The five-studio video-on-demand venture is all about avoiding a repeat of Hollywood history, the part where the producers split product revenues with others.
The unnamed Internet venture of Paramount, Sony Pictures, MGM, Universal and Warner Bros. could give the studios direct control over production, wholesaling and retailing of their product. No letting cable operators take 45%-55% of the revenue as on pay-per-view. No letting Home Box Office or Blockbuster Video build a multibillion-dollar business on the likes of Titanic.
Details of the deal, including a name and launch date, have not been resolved. Walt Disney Co. and 20th Century Fox are not part of it, although each is reportedly close to announcing its own plan.

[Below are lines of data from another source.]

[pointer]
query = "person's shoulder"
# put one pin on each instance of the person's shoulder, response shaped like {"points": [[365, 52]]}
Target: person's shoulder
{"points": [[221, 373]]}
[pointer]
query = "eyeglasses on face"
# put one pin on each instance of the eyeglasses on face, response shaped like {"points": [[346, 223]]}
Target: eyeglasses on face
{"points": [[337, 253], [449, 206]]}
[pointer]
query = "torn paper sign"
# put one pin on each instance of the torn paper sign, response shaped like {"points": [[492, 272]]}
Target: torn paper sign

Under the plan, each content provider will determine its own release windows and pricing strategies. The movies will most likely be available in the pay-per-view window, after theatrical release, and the cost will likely be the same as pay-per-view. Users can keep the movie for 30 days but have 24 hours to watch it once they unlock the file, studio execs explained. The movies will have digital VCR functionality, so users can fast forward, pause and rewind.
The online venture is separate from cable on-demand deals, which are collectively negotiated through InDemand. Industry execs say the deal doesn't pose an immediate threat to cable operators' VOD plans.
Sony Pictures Digital Entertainment President Yair Landau hopes the Internet on-demand plans serve as an impetus for cable operators to accelerate their plans. "True VOD for most MSOs is still pretty far away. We look forward to the day when it's not and hope this hastens their investment and better deployment."
Said Paramount President of Worldwide Pay TV Jack Waterman, "All the studios will do deals with cable because they think it's the right thing to do." He noted that the broadband pact in nonexclusive: "We want to be distribution-neutral."
Supporters of cable VOD acknowledge its limited availability but believe it has more short-term potential than broadband delivery. With a high-speed connection, it could take 20 to 40 minutes to download a two-hour movie to a PC, whereas cable on-demand is instantaneous.
With both cable and Internet delivery, the studios are trying to avoid a Napster-like piracy. "We couldn't let happen to us what happened to the music industry," said Jack Valenti, president of the Motion Picture Association of America.
The studios are developing their own encryption technology to safeguard broadband content and control distribution. They did not divulge how the protections will thwart pirates but said they won't roll out the broadband delivery until they find the right technology.